Feedback Jakub Zulczyk

L’ivresse comme narration, menteuse, obstinément tourné vers soi, la culpabilité dont on se recouvre pour mieux masquer nos manquements, notre fuite du quotidien, de son vide, de sa réalité insuffisante. Une plongée, à forte empreinte autobiographique, dans la dépendance, ses dégueulasseries, ses instants aussi de cruelle lucidité dont Jakub Zulczyk parvient — dans une intrigue maline, plein de retour sur le passé qui sont, comme le titre l’indique, comme commentés en vue d’une thérapie — à restituer les arrangements, la détestation de soi que sans doute ils trahissent. Feedback ouvre un monde vu derrière une gueule de bois, une amnésie sur la disparition du fils de Marcin, star déchu, qui peu à peu s’éclaire.
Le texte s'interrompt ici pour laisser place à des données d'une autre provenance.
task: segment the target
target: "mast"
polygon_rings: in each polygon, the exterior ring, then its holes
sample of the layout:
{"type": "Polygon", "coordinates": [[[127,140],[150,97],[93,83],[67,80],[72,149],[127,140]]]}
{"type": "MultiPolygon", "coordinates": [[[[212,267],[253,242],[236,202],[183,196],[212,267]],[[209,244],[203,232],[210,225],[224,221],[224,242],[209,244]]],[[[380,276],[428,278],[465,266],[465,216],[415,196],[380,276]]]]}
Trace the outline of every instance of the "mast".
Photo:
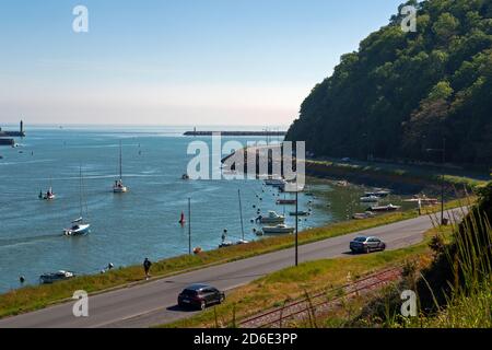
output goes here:
{"type": "Polygon", "coordinates": [[[191,198],[188,198],[188,254],[191,255],[191,198]]]}
{"type": "Polygon", "coordinates": [[[237,195],[239,196],[241,232],[243,234],[243,241],[244,241],[243,203],[241,201],[241,189],[237,190],[237,195]]]}
{"type": "Polygon", "coordinates": [[[121,140],[119,140],[119,179],[122,180],[122,150],[121,150],[121,140]]]}
{"type": "Polygon", "coordinates": [[[80,166],[80,174],[79,174],[79,200],[80,200],[80,218],[83,218],[83,210],[82,210],[82,165],[80,166]]]}

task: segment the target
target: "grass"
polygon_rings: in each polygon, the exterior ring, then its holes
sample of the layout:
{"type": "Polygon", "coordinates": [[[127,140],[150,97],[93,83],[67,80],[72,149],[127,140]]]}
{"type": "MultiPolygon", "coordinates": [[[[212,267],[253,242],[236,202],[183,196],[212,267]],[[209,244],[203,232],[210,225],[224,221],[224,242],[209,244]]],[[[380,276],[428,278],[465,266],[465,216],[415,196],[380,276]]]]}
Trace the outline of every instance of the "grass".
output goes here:
{"type": "MultiPolygon", "coordinates": [[[[403,179],[411,183],[419,183],[425,180],[430,184],[438,184],[442,179],[438,174],[438,170],[425,168],[414,165],[396,165],[396,164],[355,164],[343,163],[335,161],[306,161],[306,168],[314,172],[331,171],[336,174],[350,175],[373,175],[374,177],[380,177],[386,180],[400,180],[403,179]],[[437,174],[436,174],[437,173],[437,174]]],[[[447,173],[460,173],[455,170],[446,170],[447,173]]],[[[462,172],[461,172],[462,173],[462,172]]],[[[479,176],[483,177],[483,176],[479,176]]],[[[485,178],[485,177],[484,177],[485,178]]],[[[461,174],[446,174],[444,180],[448,186],[456,188],[467,188],[468,190],[475,189],[479,186],[487,184],[485,179],[473,178],[461,174]]]]}
{"type": "MultiPolygon", "coordinates": [[[[460,201],[446,203],[446,208],[461,206],[460,201]]],[[[430,208],[429,210],[437,210],[430,208]]],[[[347,221],[323,228],[307,230],[300,234],[300,244],[313,243],[375,226],[382,226],[417,217],[415,211],[396,212],[360,221],[347,221]]],[[[246,245],[204,252],[194,256],[179,256],[164,259],[152,266],[152,275],[163,278],[207,266],[230,262],[261,254],[292,247],[292,236],[265,238],[246,245]]],[[[140,266],[115,269],[104,275],[83,276],[69,281],[49,285],[33,285],[13,290],[0,295],[0,317],[17,315],[70,299],[74,291],[84,290],[90,294],[124,288],[133,283],[143,283],[144,276],[140,266]]]]}
{"type": "Polygon", "coordinates": [[[402,265],[409,259],[429,259],[431,249],[427,245],[434,234],[435,231],[431,230],[425,235],[424,242],[398,250],[309,261],[273,272],[232,291],[222,305],[162,327],[231,327],[233,318],[244,319],[266,310],[282,306],[288,301],[304,298],[306,291],[313,294],[341,287],[348,281],[354,281],[389,266],[402,265]]]}

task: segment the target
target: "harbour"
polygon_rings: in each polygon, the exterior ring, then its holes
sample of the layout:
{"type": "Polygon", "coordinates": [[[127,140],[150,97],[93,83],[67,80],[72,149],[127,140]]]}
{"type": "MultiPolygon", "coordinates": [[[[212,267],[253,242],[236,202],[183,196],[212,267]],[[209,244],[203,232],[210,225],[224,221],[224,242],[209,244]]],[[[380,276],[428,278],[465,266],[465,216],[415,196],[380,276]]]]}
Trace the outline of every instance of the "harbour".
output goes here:
{"type": "MultiPolygon", "coordinates": [[[[192,249],[218,248],[224,230],[225,241],[233,243],[267,237],[258,234],[261,225],[255,220],[270,211],[284,217],[288,228],[294,226],[293,194],[282,194],[261,179],[184,180],[191,156],[186,155],[189,139],[180,130],[30,127],[17,148],[5,148],[0,160],[0,291],[36,284],[43,273],[59,270],[98,273],[108,264],[122,267],[144,257],[155,261],[186,255],[188,199],[192,249]],[[87,209],[83,215],[91,233],[63,236],[68,223],[80,217],[81,170],[87,209]],[[125,194],[115,192],[120,177],[128,187],[125,194]],[[47,189],[56,198],[39,200],[40,191],[48,197],[47,189]]],[[[364,211],[367,206],[359,202],[364,191],[335,182],[311,182],[308,191],[298,197],[300,212],[309,212],[300,218],[300,231],[364,211]]]]}

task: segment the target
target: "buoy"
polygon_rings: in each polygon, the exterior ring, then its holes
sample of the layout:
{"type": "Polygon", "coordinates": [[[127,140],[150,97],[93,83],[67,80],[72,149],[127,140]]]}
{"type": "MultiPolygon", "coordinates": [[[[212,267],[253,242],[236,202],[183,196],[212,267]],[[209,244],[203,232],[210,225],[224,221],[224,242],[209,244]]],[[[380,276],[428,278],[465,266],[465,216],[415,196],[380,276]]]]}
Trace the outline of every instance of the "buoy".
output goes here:
{"type": "Polygon", "coordinates": [[[179,219],[179,223],[184,225],[186,223],[185,213],[181,212],[181,219],[179,219]]]}

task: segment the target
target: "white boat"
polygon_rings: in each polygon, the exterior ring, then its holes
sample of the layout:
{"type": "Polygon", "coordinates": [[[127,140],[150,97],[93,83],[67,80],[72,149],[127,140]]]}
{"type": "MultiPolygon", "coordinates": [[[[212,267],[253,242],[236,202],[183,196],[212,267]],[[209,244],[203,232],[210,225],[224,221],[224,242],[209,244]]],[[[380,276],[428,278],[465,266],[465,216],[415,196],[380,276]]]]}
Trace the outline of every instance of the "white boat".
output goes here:
{"type": "Polygon", "coordinates": [[[63,231],[66,236],[83,236],[90,233],[91,225],[84,223],[83,219],[72,221],[72,226],[63,231]]]}
{"type": "Polygon", "coordinates": [[[379,198],[385,198],[385,197],[388,197],[390,194],[391,192],[389,190],[378,189],[373,192],[365,192],[365,196],[367,196],[367,197],[375,196],[375,197],[379,197],[379,198]]]}
{"type": "Polygon", "coordinates": [[[366,197],[361,197],[361,202],[375,203],[375,202],[378,202],[379,199],[380,199],[379,197],[371,195],[371,196],[366,196],[366,197]]]}
{"type": "Polygon", "coordinates": [[[367,211],[382,212],[382,211],[397,211],[400,209],[401,209],[401,207],[399,207],[399,206],[388,205],[388,206],[374,206],[374,207],[368,208],[367,211]]]}
{"type": "MultiPolygon", "coordinates": [[[[84,221],[83,217],[83,184],[82,184],[82,166],[80,167],[80,218],[72,221],[70,229],[65,229],[63,234],[66,236],[83,236],[89,234],[91,231],[91,224],[84,221]]],[[[87,206],[85,205],[85,211],[89,212],[87,206]]],[[[89,214],[87,214],[89,215],[89,214]]]]}
{"type": "Polygon", "coordinates": [[[262,231],[265,234],[283,234],[283,233],[293,233],[295,229],[288,226],[285,224],[280,224],[277,226],[265,226],[262,231]]]}
{"type": "Polygon", "coordinates": [[[42,284],[51,284],[58,281],[69,280],[74,278],[75,273],[60,270],[58,272],[45,273],[39,277],[39,282],[42,284]]]}
{"type": "Polygon", "coordinates": [[[355,220],[364,220],[364,219],[368,219],[368,218],[374,218],[376,214],[372,211],[366,211],[366,212],[362,212],[362,213],[355,213],[353,214],[352,219],[355,220]]]}
{"type": "Polygon", "coordinates": [[[121,150],[121,141],[119,141],[119,179],[115,180],[115,185],[113,185],[113,192],[125,194],[127,191],[128,187],[126,187],[122,182],[122,150],[121,150]]]}
{"type": "Polygon", "coordinates": [[[273,187],[283,187],[285,184],[286,182],[282,178],[267,178],[265,180],[265,185],[273,187]]]}
{"type": "Polygon", "coordinates": [[[46,194],[43,194],[43,191],[39,194],[39,199],[43,199],[43,200],[54,200],[55,198],[57,198],[57,196],[52,191],[51,187],[49,187],[49,189],[46,194]]]}
{"type": "Polygon", "coordinates": [[[279,223],[280,224],[280,223],[285,222],[285,217],[279,215],[274,211],[269,211],[268,217],[259,218],[259,222],[260,223],[279,223]]]}
{"type": "Polygon", "coordinates": [[[309,217],[309,215],[311,215],[311,212],[300,210],[300,211],[291,211],[289,214],[290,214],[291,217],[309,217]]]}

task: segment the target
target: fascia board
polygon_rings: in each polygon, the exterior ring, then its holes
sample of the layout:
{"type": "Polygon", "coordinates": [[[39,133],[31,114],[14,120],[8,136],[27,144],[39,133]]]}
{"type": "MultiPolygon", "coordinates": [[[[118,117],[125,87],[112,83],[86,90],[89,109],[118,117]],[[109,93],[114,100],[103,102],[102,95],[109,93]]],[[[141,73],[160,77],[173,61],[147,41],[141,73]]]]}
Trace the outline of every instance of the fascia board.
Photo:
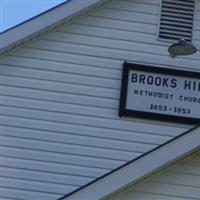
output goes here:
{"type": "Polygon", "coordinates": [[[102,0],[71,0],[26,23],[3,32],[0,34],[0,53],[3,53],[16,44],[30,39],[32,36],[39,34],[49,27],[59,24],[77,13],[87,10],[91,6],[96,6],[101,1],[102,0]]]}
{"type": "Polygon", "coordinates": [[[181,137],[178,136],[145,156],[61,199],[100,200],[129,184],[138,182],[198,148],[200,148],[200,127],[182,134],[181,137]]]}

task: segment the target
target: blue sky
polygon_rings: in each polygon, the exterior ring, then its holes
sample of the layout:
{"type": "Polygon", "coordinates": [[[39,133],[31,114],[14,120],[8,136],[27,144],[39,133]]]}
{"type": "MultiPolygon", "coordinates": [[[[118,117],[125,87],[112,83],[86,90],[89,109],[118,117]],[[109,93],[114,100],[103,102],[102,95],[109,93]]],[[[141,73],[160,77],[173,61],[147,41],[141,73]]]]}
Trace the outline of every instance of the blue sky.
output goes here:
{"type": "Polygon", "coordinates": [[[66,0],[0,0],[0,32],[66,0]]]}

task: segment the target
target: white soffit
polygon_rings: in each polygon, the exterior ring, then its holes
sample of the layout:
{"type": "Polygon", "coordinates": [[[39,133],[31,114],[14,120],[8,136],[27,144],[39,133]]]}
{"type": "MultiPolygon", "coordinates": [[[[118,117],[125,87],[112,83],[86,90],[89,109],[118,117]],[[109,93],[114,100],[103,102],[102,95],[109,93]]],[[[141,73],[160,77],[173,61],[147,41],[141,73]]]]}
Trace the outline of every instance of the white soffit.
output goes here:
{"type": "Polygon", "coordinates": [[[0,34],[0,53],[104,1],[105,0],[69,0],[25,23],[11,28],[0,34]]]}
{"type": "Polygon", "coordinates": [[[199,147],[198,126],[60,200],[100,200],[166,167],[199,147]]]}

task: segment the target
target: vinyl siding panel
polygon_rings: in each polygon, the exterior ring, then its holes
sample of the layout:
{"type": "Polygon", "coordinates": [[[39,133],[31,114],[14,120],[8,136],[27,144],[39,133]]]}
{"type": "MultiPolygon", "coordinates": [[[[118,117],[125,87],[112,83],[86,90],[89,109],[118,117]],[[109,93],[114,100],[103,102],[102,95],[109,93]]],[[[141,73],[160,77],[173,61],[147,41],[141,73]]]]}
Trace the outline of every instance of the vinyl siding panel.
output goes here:
{"type": "Polygon", "coordinates": [[[159,9],[110,1],[1,56],[3,199],[57,199],[190,128],[118,117],[125,60],[199,71],[157,40],[159,9]]]}
{"type": "Polygon", "coordinates": [[[168,167],[162,172],[130,186],[109,200],[199,200],[200,153],[168,167]],[[194,170],[196,169],[196,170],[194,170]]]}

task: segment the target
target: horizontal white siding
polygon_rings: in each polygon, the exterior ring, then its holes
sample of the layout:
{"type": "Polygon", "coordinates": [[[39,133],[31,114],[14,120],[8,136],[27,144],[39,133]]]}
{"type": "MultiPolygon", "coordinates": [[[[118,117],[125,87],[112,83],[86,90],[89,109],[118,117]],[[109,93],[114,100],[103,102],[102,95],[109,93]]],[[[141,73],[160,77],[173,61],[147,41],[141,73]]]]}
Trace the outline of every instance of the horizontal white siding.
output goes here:
{"type": "Polygon", "coordinates": [[[199,200],[200,153],[179,161],[109,200],[199,200]]]}
{"type": "Polygon", "coordinates": [[[111,1],[1,57],[3,199],[55,200],[190,127],[118,117],[125,60],[200,69],[157,40],[159,8],[111,1]]]}

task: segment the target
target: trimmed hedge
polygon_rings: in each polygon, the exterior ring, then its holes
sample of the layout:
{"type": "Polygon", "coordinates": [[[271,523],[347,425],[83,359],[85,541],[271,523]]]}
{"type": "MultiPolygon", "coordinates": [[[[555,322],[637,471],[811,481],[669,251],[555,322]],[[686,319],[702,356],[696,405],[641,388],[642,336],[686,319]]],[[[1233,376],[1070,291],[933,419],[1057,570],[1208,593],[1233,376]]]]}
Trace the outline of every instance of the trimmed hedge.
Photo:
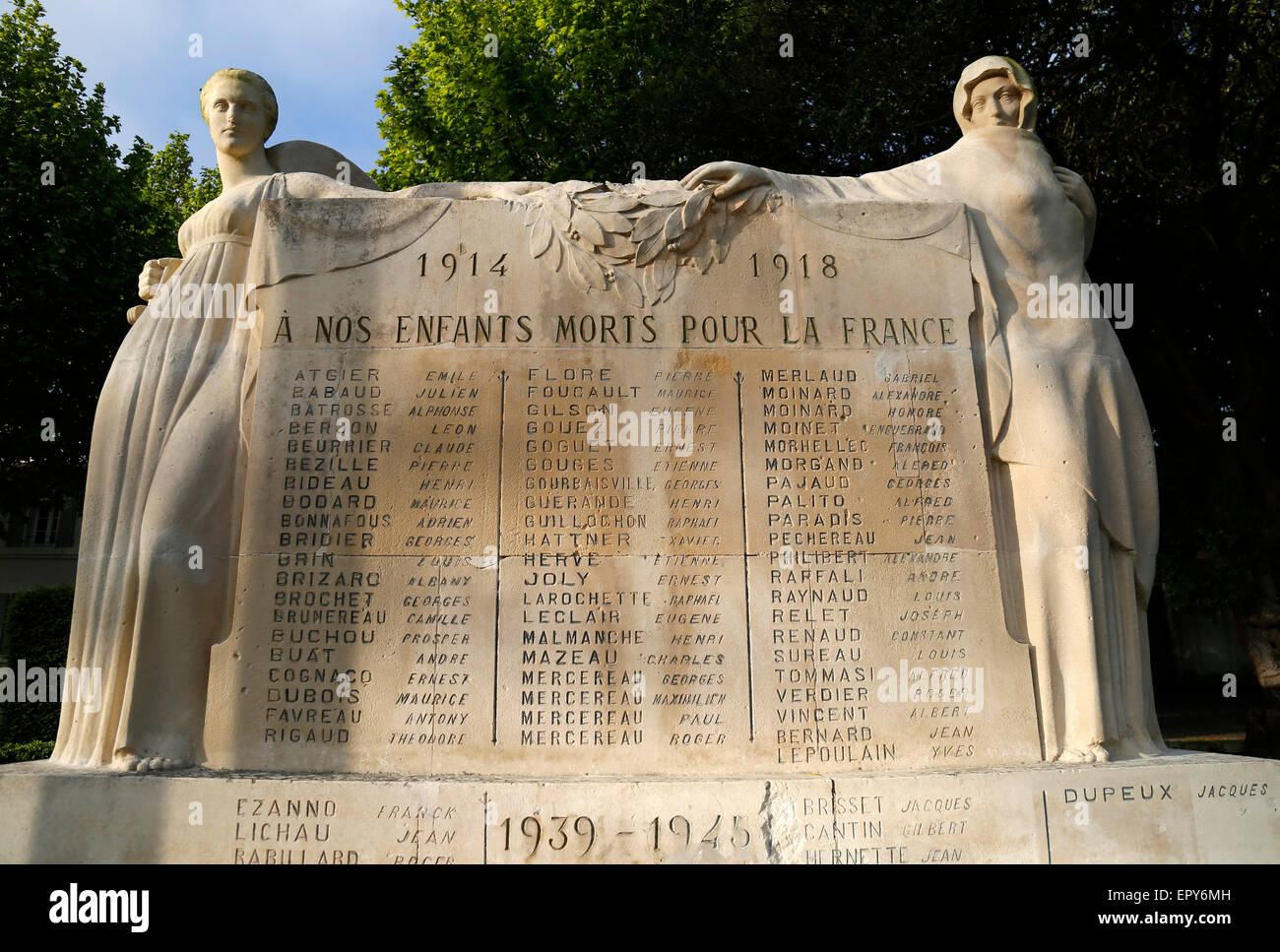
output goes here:
{"type": "MultiPolygon", "coordinates": [[[[58,585],[18,592],[5,612],[8,665],[22,659],[27,668],[63,668],[72,628],[74,589],[58,585]]],[[[58,737],[61,704],[12,701],[0,704],[0,763],[47,758],[58,737]]]]}

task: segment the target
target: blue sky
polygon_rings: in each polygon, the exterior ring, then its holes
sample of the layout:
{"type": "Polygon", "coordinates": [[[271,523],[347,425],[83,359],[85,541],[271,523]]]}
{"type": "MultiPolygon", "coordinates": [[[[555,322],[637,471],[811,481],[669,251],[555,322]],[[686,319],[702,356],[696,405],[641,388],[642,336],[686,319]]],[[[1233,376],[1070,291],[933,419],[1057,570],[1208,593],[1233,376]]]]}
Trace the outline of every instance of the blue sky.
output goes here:
{"type": "MultiPolygon", "coordinates": [[[[106,87],[127,151],[134,136],[161,146],[191,136],[197,165],[214,165],[200,87],[224,67],[266,77],[280,104],[271,142],[324,142],[364,169],[378,159],[378,106],[398,46],[416,33],[392,0],[42,0],[64,55],[106,87]],[[189,55],[192,33],[204,55],[189,55]]],[[[10,8],[6,0],[5,8],[10,8]]]]}

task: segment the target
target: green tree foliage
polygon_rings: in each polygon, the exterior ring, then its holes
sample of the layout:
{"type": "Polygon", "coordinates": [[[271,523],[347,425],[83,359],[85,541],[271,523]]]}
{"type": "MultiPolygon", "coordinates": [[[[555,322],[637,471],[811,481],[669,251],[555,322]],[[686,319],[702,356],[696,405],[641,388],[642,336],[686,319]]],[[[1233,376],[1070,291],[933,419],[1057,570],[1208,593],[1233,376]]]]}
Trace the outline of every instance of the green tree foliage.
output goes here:
{"type": "Polygon", "coordinates": [[[1119,333],[1158,443],[1170,598],[1275,607],[1275,4],[397,3],[420,37],[378,100],[387,188],[618,182],[637,161],[648,178],[678,178],[714,159],[860,174],[956,139],[965,64],[988,52],[1023,63],[1039,86],[1038,132],[1098,198],[1092,276],[1134,285],[1135,322],[1119,333]]]}
{"type": "Polygon", "coordinates": [[[184,137],[127,156],[101,84],[60,55],[44,9],[0,15],[0,496],[78,496],[93,409],[150,257],[177,253],[177,223],[209,194],[184,137]],[[197,187],[198,186],[198,187],[197,187]],[[202,188],[204,191],[200,191],[202,188]],[[52,420],[55,439],[47,440],[52,420]]]}
{"type": "MultiPolygon", "coordinates": [[[[27,670],[44,668],[49,672],[67,665],[74,591],[69,585],[55,585],[14,595],[5,610],[10,667],[19,659],[27,670]]],[[[55,740],[60,710],[61,706],[49,699],[10,700],[0,705],[0,745],[55,740]]],[[[3,755],[0,763],[4,763],[3,755]]]]}

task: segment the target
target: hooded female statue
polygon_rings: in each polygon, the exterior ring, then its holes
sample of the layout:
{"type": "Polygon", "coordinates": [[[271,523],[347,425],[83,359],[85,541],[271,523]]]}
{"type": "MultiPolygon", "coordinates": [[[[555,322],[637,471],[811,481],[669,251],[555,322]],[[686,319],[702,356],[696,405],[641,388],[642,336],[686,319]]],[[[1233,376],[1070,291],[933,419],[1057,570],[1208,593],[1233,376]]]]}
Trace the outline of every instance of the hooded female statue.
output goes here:
{"type": "MultiPolygon", "coordinates": [[[[278,109],[256,73],[219,70],[200,109],[223,192],[182,224],[180,258],[142,270],[138,292],[148,303],[131,311],[93,418],[68,665],[100,668],[102,690],[63,704],[52,760],[72,766],[155,770],[204,759],[209,649],[232,624],[257,376],[246,283],[255,261],[268,275],[278,264],[270,253],[251,260],[259,206],[376,194],[319,174],[343,170],[332,148],[265,148],[278,109]]],[[[349,163],[344,169],[374,187],[349,163]]],[[[520,187],[419,186],[397,196],[513,197],[520,187]]],[[[335,242],[334,260],[308,262],[310,273],[398,251],[404,230],[394,225],[420,221],[425,232],[440,206],[397,203],[389,239],[335,242]],[[399,246],[383,247],[388,241],[399,246]]]]}
{"type": "Polygon", "coordinates": [[[969,209],[982,305],[974,334],[995,471],[1010,619],[1032,646],[1047,760],[1162,750],[1146,609],[1158,509],[1147,413],[1115,329],[1088,293],[1096,207],[1036,136],[1036,87],[1005,56],[969,64],[954,111],[964,133],[931,159],[856,178],[737,163],[690,173],[716,197],[772,184],[796,214],[814,201],[941,201],[969,209]],[[1064,308],[1065,310],[1065,308],[1064,308]]]}

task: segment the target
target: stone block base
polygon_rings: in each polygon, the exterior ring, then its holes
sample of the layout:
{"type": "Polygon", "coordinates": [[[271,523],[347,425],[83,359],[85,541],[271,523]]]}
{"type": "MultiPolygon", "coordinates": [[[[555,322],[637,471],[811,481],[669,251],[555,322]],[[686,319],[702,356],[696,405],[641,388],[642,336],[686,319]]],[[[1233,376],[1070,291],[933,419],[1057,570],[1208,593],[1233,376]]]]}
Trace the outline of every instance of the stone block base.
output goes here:
{"type": "Polygon", "coordinates": [[[1277,862],[1280,761],[666,779],[0,766],[5,862],[1277,862]]]}

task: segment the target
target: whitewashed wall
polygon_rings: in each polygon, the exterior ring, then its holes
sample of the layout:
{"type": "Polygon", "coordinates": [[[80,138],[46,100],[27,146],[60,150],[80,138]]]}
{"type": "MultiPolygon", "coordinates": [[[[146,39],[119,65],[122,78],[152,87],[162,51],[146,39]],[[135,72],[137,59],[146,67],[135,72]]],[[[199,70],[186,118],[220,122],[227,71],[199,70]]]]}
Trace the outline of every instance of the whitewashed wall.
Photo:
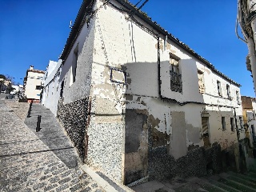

L’alcoolisme dans le polar serait rémanent lieu-commun. Surtout dans le polar polonais s’apprêtait-on à dire, enfilant ainsi un cliché de plus. Malgré tout, on retrouve l’usage d’un dispositif psychologique, d’un groupe de parole, de sa foi dans la reconstruction, de sa possibilité d’en faire un admirable dispositif narratif comme dans les Impliqués de Zygmunt Miloszewski. Ici tout semble s’arrêter, revenir plus doucement, prendre aussi son aise avec le besoin d’efficacité du polar. Sans doute faut-il ces apparentes répétitions pour interroger la part de complaisance, d’apitoiement peut-être aussi dans ce qui se voudrait, se fait très bien passer pour une confession sans fard. Marcin Kania a été reconnu comme l’auteur d’un tube au titre qui forme une frappante comparaison : Je t’aime comme la Russie. Une attraction pleine de détestation. Nous voilà au centre du récit. Derrière les brumes éthyliques de son narrateur, Jakub Zulczyk éclaire un contexte, celui du passage à l’économie de marché et à ses profiteurs. Quand il s’agit de récupérer des biens anciennement nationaliser, les appétits mafieux se réveillent. On invente des propriétaires, on expulse les vieux, ceux qui ne savent pas, peuvent mal se défendre. Marcin se trouve pris à ce jeu. Il investit son argent avant que de le boire. Quand son fils disparaît, après une soirée où Marcin se remet à picoler, ne se souvient de rien, il finit par se persuader être au centre d’un complot. L’alcoolisme ou le désir de sens, manière de croire combler le vide qui nous habite et nous hante. Feedback parvient assez habilement à couper cette intrigue, à lui donner un peu plus de portée collective. Marcin, on pourrait le croire, apprend à écouter, à doucement ne plus se croire au centre du monde. Encore une ruse, une parade malheureuse. Le lecteur, lui, entendra des confessions d’alcooliques, lira la permanence de cette dépendance. Le procédé est assez efficace, tant il paraît d’abord digression. Après chacune de ces confessions, chacun est censé donner un retour, un feedback, commenter ce qu’il entend, tenter de préciser son ressenti, comprendre ce qu’il a de commun. Ordinaire épreuve de la lecture. Le roman nous révélera des vies foutues en l’air, la souffrance imposée par ce désir d’inconscience. Sans trop en dire, il faut évoquer la poignante confession du fils de Marcin, la manière dont elle le contraint à un feedback.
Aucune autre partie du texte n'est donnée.